24. The question to be answered in view of the assessment of inventive step over document (1) and others is whether the skilled person at the priority date would have derived the particular solution described in the present application in an obvious manner from the prior art.
25. In document (1) the most extensively deleted plasmid, pGV2217 has no longer the left border of the T-DNA, but still contains parts of the TR-DNA, the function(s) of which is(are) unknown, as demonstrated by document (28) on page 16 (right column, first sentence). Furthermore, the other plasmids mentioned in document (1) contain parts of the TL-DNA. Therefore, document (1) does not itself lead the skilled person to the solution claimed in the present main request.
26. Document (2) on page 378 evokes the possible use of "disarmed" Ti-plasmids as vectors and considers that the extreme form of disarming consists in "...the deletion of all the oncogenes leaving the signal sequences and the octopine or nopaline synthase gene intact" and makes reference, in this context, to present document (14). However, the three plasmids of document (14) are far from being deleted of all the oncogenes, since pGV2201 has only antibiotic resistance genes inserted into the nopaline synthase gene, whereas pGV2208 has one of the T-DNA border deleted and pGV 2206 a substitution of EcoRI fragment 32 by the 5.8Md pGV1106 plasmid. Even if the reference to document (14) were assumed to be wrong, but should in fact be a reference to document (1), then documents (1) and (2) would still not lead to the solution of the present application, since, as demonstrated above (cf supra point 29), document (1) does not suggest the solution of the present application.

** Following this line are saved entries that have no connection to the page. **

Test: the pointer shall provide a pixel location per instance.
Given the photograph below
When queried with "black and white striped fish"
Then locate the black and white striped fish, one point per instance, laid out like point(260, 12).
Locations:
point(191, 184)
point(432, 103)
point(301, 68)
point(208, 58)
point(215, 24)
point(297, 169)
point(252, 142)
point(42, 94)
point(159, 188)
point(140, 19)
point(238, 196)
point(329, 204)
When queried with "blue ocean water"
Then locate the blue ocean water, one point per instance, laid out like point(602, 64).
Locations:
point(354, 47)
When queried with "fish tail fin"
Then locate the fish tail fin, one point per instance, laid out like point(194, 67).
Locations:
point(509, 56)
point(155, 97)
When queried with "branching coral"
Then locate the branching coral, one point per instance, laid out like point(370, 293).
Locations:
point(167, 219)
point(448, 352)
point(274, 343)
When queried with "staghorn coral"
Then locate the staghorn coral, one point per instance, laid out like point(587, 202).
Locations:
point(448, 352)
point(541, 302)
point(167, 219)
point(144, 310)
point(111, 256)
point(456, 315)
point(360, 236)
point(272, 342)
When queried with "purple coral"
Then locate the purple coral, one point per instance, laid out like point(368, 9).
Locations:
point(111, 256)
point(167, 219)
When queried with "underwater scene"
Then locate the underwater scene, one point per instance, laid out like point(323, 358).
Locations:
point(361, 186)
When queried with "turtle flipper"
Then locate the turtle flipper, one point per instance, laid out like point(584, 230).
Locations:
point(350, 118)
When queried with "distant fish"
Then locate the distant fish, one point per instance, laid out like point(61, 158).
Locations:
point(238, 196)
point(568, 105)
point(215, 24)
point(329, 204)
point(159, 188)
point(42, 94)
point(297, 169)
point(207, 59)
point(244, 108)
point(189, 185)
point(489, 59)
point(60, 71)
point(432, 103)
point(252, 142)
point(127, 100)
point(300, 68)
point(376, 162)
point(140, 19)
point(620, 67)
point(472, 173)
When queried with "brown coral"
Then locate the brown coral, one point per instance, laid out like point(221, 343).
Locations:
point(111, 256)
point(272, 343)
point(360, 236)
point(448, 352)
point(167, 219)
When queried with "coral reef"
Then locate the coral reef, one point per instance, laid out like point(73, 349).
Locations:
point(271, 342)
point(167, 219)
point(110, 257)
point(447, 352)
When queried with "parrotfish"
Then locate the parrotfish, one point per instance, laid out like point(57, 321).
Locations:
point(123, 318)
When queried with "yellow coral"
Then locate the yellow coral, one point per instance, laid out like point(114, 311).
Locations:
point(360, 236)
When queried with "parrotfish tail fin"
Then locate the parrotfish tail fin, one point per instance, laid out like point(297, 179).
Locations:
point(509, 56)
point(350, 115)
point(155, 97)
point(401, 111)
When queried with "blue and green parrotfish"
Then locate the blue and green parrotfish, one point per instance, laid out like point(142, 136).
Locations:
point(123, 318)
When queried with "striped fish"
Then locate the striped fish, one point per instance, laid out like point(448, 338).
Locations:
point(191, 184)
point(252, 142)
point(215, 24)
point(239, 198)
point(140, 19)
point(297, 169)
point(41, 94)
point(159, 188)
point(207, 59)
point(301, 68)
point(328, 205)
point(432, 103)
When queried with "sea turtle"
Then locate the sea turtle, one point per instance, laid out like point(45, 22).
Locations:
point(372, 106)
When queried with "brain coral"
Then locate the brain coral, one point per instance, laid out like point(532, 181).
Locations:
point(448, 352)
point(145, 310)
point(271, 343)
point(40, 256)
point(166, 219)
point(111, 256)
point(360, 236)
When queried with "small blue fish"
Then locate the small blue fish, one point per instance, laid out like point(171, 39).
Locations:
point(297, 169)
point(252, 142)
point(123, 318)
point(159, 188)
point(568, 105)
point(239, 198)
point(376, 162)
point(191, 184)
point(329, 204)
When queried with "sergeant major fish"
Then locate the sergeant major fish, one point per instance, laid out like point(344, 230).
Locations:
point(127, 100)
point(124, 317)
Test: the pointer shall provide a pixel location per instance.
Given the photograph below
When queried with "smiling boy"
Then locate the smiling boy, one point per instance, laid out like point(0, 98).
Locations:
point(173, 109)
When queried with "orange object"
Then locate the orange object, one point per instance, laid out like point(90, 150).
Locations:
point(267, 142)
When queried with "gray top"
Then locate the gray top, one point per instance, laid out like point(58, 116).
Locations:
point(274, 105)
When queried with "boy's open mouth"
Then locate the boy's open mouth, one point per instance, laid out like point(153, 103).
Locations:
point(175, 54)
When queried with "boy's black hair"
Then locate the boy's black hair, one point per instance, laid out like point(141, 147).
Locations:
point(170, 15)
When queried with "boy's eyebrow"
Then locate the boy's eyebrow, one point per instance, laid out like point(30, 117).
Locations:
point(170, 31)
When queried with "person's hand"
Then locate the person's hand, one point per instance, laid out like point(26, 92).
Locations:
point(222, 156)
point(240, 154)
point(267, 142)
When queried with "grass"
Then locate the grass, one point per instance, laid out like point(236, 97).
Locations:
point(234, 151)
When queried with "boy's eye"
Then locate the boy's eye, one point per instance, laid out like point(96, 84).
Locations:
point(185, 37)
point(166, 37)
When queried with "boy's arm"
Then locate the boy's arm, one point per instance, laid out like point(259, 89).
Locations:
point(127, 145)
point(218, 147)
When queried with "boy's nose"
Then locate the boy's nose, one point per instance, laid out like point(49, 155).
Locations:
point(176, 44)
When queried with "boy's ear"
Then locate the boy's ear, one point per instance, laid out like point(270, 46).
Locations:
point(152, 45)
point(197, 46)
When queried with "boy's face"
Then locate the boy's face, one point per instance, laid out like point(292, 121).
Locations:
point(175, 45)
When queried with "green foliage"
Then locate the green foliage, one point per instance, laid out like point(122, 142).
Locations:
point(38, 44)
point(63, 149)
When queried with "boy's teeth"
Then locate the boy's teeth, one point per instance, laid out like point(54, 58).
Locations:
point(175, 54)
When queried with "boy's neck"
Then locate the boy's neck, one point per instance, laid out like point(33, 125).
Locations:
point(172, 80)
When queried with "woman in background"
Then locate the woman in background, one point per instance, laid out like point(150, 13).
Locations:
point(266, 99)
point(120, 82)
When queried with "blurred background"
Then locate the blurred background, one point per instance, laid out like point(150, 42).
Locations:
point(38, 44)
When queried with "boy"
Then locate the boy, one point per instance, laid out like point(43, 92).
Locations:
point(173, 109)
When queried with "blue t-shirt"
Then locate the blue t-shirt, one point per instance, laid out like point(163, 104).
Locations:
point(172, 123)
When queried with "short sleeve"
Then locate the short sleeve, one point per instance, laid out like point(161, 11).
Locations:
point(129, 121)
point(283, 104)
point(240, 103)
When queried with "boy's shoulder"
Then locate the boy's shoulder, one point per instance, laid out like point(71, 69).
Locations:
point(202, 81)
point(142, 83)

27. Document (11) expresses on page 538 the expectation that a foreign gene inserted between the "ends" (ie the borders) of the T-DNA should be transferred to the plant genome. However, document (11) could only with hindsight to be taken as suggesting that only the T-border regions are critical for transfer, since it states the proviso that no function essential for transfer and integration into the plant genome should be destroyed by this insertion. This suggests the possibility that essential functions (ie essential genes) for the transfer and the integration into the plant genome could be destroyed by the insertion of the foreign gene and implies that not all the genes of the internal T-DNA should be deleted. Document (11) thus basically suggests that a research programme be initiated to find out what internal T-DNA is necessary and what not, and the solution now claimed cannot be derived from it, even when taken in combination with documents (1) and (2).

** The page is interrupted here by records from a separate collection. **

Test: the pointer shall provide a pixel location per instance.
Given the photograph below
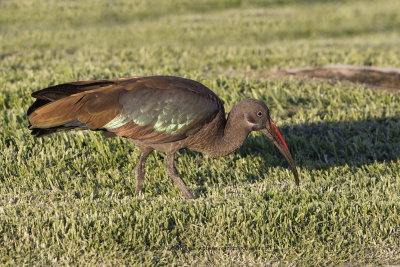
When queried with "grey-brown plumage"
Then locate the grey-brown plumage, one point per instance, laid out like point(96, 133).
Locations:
point(161, 113)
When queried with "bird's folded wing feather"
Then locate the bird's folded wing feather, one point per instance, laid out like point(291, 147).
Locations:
point(152, 109)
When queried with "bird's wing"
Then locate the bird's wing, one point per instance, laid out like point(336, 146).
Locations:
point(155, 109)
point(163, 109)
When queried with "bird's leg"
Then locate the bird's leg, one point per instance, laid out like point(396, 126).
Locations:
point(140, 170)
point(171, 170)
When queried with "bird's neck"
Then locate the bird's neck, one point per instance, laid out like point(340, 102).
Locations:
point(230, 137)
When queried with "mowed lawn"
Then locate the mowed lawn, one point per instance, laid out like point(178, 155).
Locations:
point(69, 199)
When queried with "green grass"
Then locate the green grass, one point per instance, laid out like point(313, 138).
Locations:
point(69, 199)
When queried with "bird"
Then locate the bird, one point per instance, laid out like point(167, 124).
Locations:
point(163, 113)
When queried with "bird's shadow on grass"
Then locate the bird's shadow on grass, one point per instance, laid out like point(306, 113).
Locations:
point(322, 145)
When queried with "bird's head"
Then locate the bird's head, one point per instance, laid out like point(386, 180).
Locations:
point(257, 118)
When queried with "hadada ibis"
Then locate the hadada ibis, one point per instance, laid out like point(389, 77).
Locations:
point(161, 113)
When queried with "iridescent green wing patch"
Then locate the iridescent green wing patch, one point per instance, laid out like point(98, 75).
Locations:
point(174, 111)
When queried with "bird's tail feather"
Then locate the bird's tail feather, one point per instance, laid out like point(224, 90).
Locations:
point(56, 108)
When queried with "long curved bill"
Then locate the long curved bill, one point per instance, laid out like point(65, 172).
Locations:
point(275, 136)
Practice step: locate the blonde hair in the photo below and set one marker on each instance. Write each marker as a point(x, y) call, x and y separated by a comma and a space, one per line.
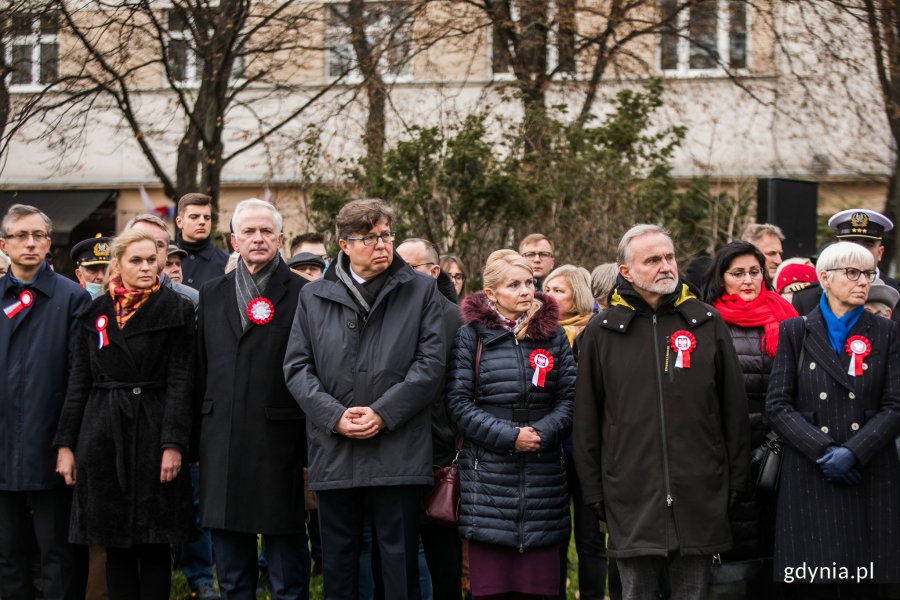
point(498, 265)
point(580, 282)
point(120, 244)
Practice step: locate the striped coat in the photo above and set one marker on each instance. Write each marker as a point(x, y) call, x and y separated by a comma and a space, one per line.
point(827, 524)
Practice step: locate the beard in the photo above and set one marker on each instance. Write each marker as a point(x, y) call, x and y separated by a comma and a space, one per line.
point(662, 286)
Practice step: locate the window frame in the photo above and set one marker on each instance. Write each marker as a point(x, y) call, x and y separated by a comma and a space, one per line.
point(36, 39)
point(722, 65)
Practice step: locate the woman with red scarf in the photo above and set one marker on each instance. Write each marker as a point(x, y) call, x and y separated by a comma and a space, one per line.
point(737, 285)
point(124, 429)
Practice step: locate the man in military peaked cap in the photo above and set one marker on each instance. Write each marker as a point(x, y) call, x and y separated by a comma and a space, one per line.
point(860, 226)
point(91, 258)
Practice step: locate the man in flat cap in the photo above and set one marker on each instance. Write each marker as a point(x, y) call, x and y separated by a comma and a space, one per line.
point(860, 226)
point(91, 258)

28. Some of the reasoning in the decision under appeal, given above under the heading "contribution to the art" in Point IV goes far to making out a case of obviousness based on documents (1) and (11) for the subject matter of a claim to any solution characterized by the absence of genes which control neoplastic growth. But claim 1 is not directed to any such solution in general, but is directed only to the more specific solution of being substantially free of all internal T-DNA sequences of wild-type Ti-Plasmid, and this solution is not rendered obvious by the documents on file.

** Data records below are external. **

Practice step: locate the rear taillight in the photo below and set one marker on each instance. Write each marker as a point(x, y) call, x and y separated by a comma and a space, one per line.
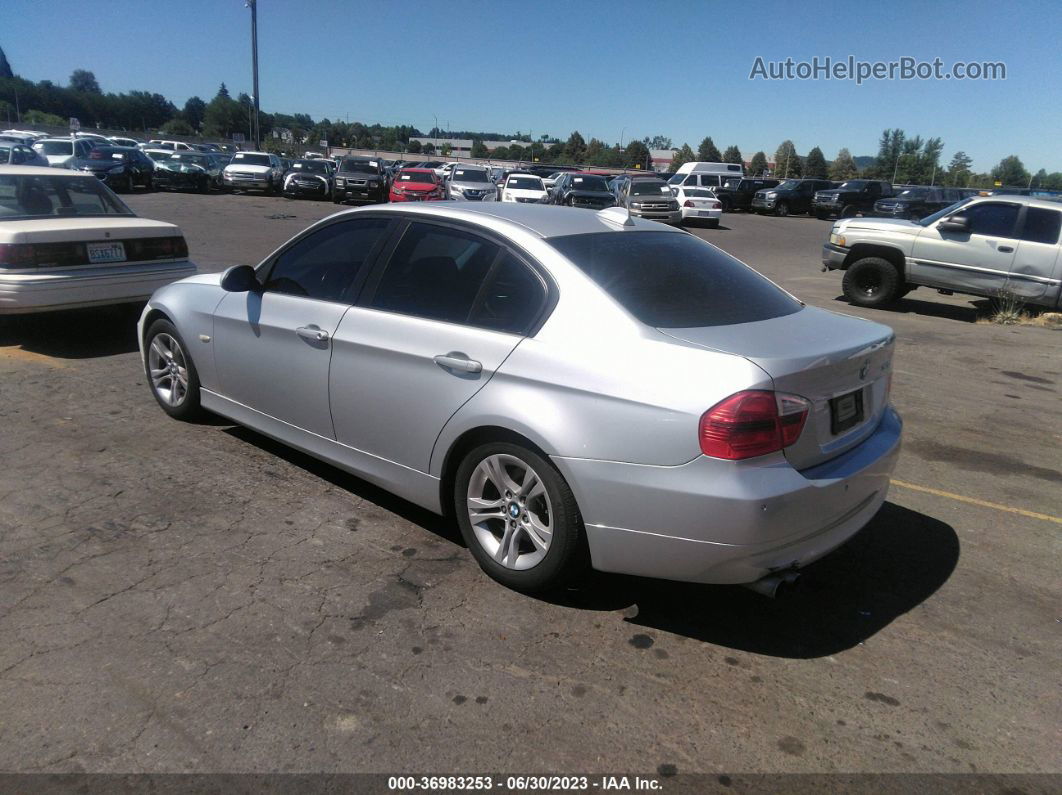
point(17, 255)
point(753, 422)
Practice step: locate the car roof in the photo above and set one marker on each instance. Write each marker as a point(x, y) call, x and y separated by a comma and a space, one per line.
point(43, 171)
point(545, 221)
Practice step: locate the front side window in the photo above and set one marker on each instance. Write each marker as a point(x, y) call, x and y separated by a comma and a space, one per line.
point(326, 264)
point(1041, 225)
point(435, 273)
point(992, 219)
point(672, 280)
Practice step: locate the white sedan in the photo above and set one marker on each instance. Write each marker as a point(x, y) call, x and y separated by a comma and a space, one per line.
point(698, 204)
point(66, 241)
point(525, 188)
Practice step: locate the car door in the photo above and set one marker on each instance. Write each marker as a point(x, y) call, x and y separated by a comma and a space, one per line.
point(446, 310)
point(1037, 269)
point(977, 260)
point(273, 346)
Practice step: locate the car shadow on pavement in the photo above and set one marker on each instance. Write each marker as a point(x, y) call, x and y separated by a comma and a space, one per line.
point(445, 529)
point(965, 313)
point(74, 333)
point(891, 567)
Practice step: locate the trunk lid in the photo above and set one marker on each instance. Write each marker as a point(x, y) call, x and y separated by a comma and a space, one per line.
point(820, 356)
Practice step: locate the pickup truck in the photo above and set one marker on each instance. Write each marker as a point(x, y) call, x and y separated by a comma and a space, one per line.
point(985, 245)
point(850, 199)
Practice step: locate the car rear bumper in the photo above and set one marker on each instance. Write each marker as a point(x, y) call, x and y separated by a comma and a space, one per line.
point(716, 521)
point(834, 256)
point(86, 287)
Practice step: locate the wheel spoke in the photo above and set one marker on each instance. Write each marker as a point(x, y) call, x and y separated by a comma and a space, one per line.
point(480, 510)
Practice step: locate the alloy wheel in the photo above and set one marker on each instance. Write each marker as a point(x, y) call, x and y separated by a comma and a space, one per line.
point(510, 512)
point(168, 368)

29. The Board is thus of the opinion that the solution proposed in the present application cannot be deduced in an obvious manner from documents (1), (2) and (11) either considered alone or in combination and that the claims of the main request fulfil the requirements of Article 56 EPC.
For these reasons it is decided that:
1. The decision is set aside.
2. The case is remitted to the first instance with the order to grant a patent on the basis requested by the appellant.